Her iki tarafın keskin uçlarda olmasını
kanlı bir sürecin başlangıcı olarak değerlendirmek de mümkün. Şu an özgürlük ve
statü için büyük mücadele veren Kürtler ile kendini Kürt düşmanlığı temelinde
örgütleyen ve buna göre stratejisini belirleyen Türk devleti arasında son
derece keskin bir çelişki ve çatışma vardır. Birisi özgürlükten ve statüden
diğeri ise inkar ve egemenlikten yanadır. Her iki taraf da son derece
keskindirler.
Peki
ne olacak?
Türk devleti kırılmak zorunda.
Zihniyetini, inkâr ve şiddete dayalı, katliam ve soykırımı esas alan
politikasını değiştirmek zorunda. Bu değişim öylesine de olmaz. Seçimle,
uzlaşmayla, değişik taktiklerle değişmeyeceği artık anlaşılmıştır.

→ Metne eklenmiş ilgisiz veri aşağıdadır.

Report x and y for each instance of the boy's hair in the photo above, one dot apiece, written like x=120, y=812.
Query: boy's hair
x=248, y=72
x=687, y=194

Başka bir
ifadeyle dört başı mamur bir faşizme, soykırımcı ve katliamcı bir diktatöre
karşı kesin ve keskin bir mücadele ihtiyacı vardır. Böylesi bir mücadele tarzı
ile ancak Türk devleti kırılarak sonuç alınabilir. Daha da anlaşılır bir ifade
kullanırsak Türk devleti kayıtsız şartsız teslim olması gerekiyor. Ona karşı
mücadele bu stratejiyle ele alınmalıdır. Bu mücadele stratejisi hem Kürtlerin
özgürlüğü hem de Ortadoğu demokrasisi için zorunlu bir haldır. Bunun ötesi
yoktur. Ötesi Kürtlerin üzerindeki baskı, şiddet, katliam ve soykırımın
kesintisiz ve süresiz bir biçimde devam etmesidir. Ortadoğu’daki kaos, kriz ve
savaşın önemli bir sebebi de bununla bağlantılıdır. Demek ki Kürtlerin
özgürlüğü ve Ortadoğu’da barışın teminatı Türk devletinin kırılması ile Erdoğan
diktatörlüğüne son verilmesidir. Bu bağlamda 2019’da seçimle uğraşmanın bir
anlamı yoktur.
Kobanê Kürtleri tüm dünyaya tanıttı ve
büyük bir irade olduğunu kanıtladı. Afrin direnişi ve ardından gelecek olan
zafer, Kürtlerin statüsünü garantileyecektir. Kürtlerin Ortadoğu’da
uluslararası düzeyde statü kazanmasının kaderi bir anlamda Afrin direnişine
bağlıdır. Afrin direnişi Kürtlerin uluslararası statüsünü kazanması demektir.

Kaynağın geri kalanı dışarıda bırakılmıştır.